The spirit guided Scrooge to another window and bid him to look inside the dimly lit office.

Scrooge himself was seated behind a cluttered desk. He looked older now, a man in his thirties. His face did not have yet the harsh lines of today, but it had began to bear the first signs of coldness and avarice, and there was a greedy, restless motion in the way his eyes kept darting around the room.

He was not alone. A young man was seated in front of him on the other side of the desk, one hand toying nervously with his dark curls as his chocolate eyes, bright with unshed tears, tried vainly to lock with Scrooge's green ones.

"I see.. You don't care about me anymore. I used to be the most important thing in your life, now a different idol has displaced me, now making money is all that matters to you. Your heart has become a safe-box and only gold has a place in it. When we made our promise to each other..."

"Orli, stop it," Scrooge interrupted. "Our contract was an old one. It was made when we were both poor and content to be so and only remotely dreaming that one day our fortunes in life might improve. Through hard work I have managed to change my situation, that brings with it different commitments, different priorities. You are being childish and impractical in thinking I can overlook those and go back to being a dreamy, sentimental pauper."

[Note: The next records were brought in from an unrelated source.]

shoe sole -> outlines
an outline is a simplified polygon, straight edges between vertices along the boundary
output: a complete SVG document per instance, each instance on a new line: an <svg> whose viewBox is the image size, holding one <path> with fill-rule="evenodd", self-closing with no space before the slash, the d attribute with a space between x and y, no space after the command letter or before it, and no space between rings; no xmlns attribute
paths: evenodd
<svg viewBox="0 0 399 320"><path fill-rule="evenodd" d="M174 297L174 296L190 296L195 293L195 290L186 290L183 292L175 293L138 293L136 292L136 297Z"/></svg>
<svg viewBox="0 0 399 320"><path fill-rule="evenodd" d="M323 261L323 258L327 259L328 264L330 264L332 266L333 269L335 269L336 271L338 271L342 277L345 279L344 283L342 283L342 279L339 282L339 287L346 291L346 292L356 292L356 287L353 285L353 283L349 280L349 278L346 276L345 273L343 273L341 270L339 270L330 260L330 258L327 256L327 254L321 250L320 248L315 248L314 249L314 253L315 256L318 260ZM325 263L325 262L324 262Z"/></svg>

"You were no pauper Sean, you were a kind, loving man with a heart of gold, now you are a cold, ruthless money-making machine seeking to drop me as you would a profitless enterprise," Orli exclaimed.

"I was a clueless boy," Sean retorted impatiently. "And you cannot say that I have ever sought to be released from my bond to you, that I have never done."

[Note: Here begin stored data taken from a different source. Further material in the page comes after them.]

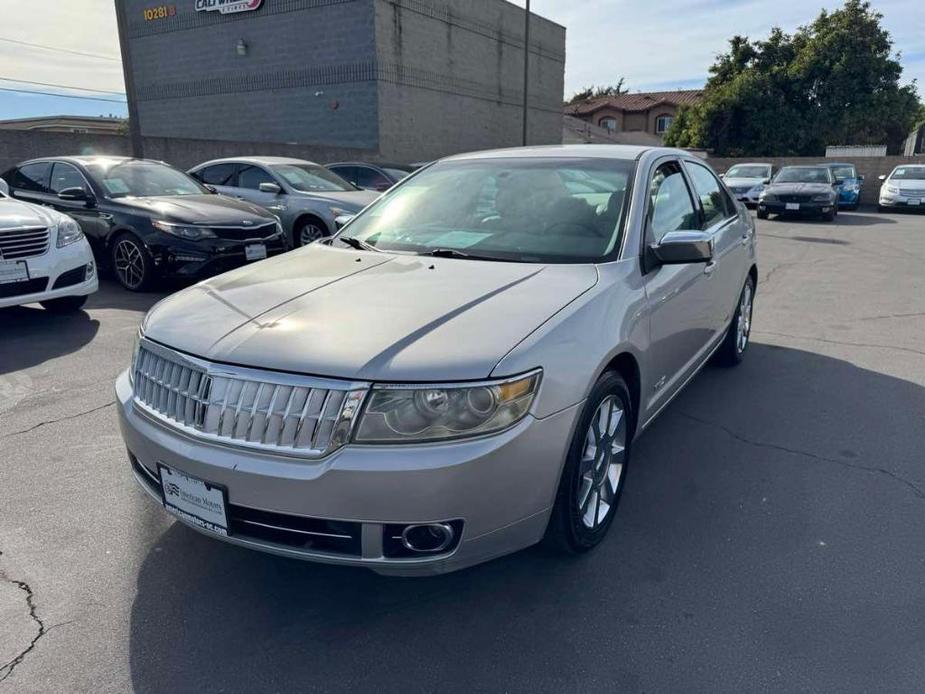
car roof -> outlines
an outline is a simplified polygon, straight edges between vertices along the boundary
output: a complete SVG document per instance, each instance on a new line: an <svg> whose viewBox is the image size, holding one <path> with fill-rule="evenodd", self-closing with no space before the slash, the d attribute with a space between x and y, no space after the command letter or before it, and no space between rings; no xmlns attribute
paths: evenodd
<svg viewBox="0 0 925 694"><path fill-rule="evenodd" d="M134 157L123 157L115 156L109 154L84 154L79 156L63 156L63 157L37 157L36 159L29 159L28 161L18 164L18 166L25 166L26 164L41 164L44 162L52 161L63 161L69 164L79 164L81 166L87 166L88 164L93 164L98 161L151 161L157 164L163 164L164 162L157 159L136 159Z"/></svg>
<svg viewBox="0 0 925 694"><path fill-rule="evenodd" d="M535 147L511 147L482 152L469 152L446 157L442 161L463 161L476 159L523 159L539 157L593 158L635 160L643 154L655 152L676 156L694 157L690 152L672 147L645 147L639 145L541 145Z"/></svg>
<svg viewBox="0 0 925 694"><path fill-rule="evenodd" d="M384 161L332 161L325 166L375 166L377 169L412 169L408 164L394 164Z"/></svg>
<svg viewBox="0 0 925 694"><path fill-rule="evenodd" d="M193 168L200 169L203 166L212 166L213 164L257 164L260 166L271 166L273 164L310 164L312 166L320 166L320 164L317 162L309 161L308 159L296 159L294 157L249 156L210 159L209 161L204 161L201 164L197 164Z"/></svg>
<svg viewBox="0 0 925 694"><path fill-rule="evenodd" d="M831 164L788 164L782 169L827 169Z"/></svg>
<svg viewBox="0 0 925 694"><path fill-rule="evenodd" d="M854 166L854 164L852 164L850 161L833 161L833 162L830 163L830 164L826 164L826 166L829 166L829 167L832 167L832 166ZM855 167L855 168L857 168L857 167Z"/></svg>
<svg viewBox="0 0 925 694"><path fill-rule="evenodd" d="M740 161L736 162L732 166L774 166L774 164L769 161ZM732 166L729 168L731 169Z"/></svg>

"Not in words maybe, but you have been doing it every day - with your changed nature, with your ignoring me, with your lack of love," Orli replied, his voice broken but his tone compassionate. "Tell me Sean, would you seek me out, and court me, and love me if we were to meet now for the first time?" He stared at Sean steadily. "You don't answer, and that is an answer in itself. No, don't speak, don't lie. In a way I wish this breaking up will cause you pain, but I know that the pain, if any, would last only for a very brief time. I know you will dismiss your memory of me, your regret if any, and I will become for you a discarded, useless dream, one of those that make you feel relieved upon waking up, knowing that it was just a dream. Goodbye Sean, may you thrive in the life you have chosen!"

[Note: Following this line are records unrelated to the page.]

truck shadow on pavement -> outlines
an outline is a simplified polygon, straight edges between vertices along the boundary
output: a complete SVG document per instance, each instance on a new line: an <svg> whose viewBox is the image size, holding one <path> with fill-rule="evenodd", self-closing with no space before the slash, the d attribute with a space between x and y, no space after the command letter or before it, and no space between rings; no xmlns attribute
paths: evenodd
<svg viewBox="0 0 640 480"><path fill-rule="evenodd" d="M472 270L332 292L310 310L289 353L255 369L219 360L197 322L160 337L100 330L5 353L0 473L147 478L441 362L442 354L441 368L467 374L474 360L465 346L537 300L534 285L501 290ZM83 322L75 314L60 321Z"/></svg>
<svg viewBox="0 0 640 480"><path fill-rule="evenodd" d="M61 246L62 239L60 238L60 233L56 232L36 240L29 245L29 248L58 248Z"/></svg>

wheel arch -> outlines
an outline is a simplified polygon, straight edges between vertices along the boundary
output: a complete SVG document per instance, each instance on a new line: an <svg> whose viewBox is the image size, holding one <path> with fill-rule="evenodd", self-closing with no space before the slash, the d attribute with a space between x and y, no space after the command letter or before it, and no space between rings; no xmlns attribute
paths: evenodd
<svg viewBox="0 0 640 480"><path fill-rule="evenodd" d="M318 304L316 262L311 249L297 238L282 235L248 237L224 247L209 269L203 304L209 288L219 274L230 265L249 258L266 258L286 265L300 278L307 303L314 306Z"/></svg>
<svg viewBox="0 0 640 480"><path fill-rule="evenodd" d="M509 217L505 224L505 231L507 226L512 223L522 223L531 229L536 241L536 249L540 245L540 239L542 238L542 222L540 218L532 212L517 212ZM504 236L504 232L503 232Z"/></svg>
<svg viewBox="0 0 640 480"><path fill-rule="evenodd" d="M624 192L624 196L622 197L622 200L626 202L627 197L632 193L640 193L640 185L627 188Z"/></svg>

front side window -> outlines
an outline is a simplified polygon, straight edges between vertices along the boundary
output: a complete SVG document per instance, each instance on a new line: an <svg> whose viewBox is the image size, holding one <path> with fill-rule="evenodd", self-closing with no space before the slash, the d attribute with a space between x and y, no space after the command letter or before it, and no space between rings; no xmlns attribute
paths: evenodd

Orli walked round the desk to Sean Scrooge's side and kissed him one last time, his lips moving passionately over Sean's frozen, unresponsive ones. He sighed and stepped back.

Standing in the street by the ghost's side, Scrooge watched as Orli left, his beautiful face streaming with tears. He stared at his younger self seated behind the desk, face a stone mask, hand toying idly with a stack of checkbooks, as if he expected him to rise and run after Orli. But Scrooge knew he would not. He turned to the spirit, wailing like a wounded animal.

"Spirit, show me no more! Take me home, you are torturing me. I cannot face this past, I cannot face the way I have been replaying this past in present times with another man, one I care for and have been using in the most callous and unfeeling manner."

"I told you these were shadows of things that have been in your past," said the ghost, a bright light streaming from his form. "That they are what you made them, so do not blame me for what they are!"

"Leave me then, take me back, haunt me no longer!" Scrooge struggled, as if pinned down by the light coming from the spirit.

He felt exhausted and overcome by an irresistible drowsiness. He blinked and looked around. He was in his own bedroom, alone. He fell upon his bed and sank into a heavy sleep.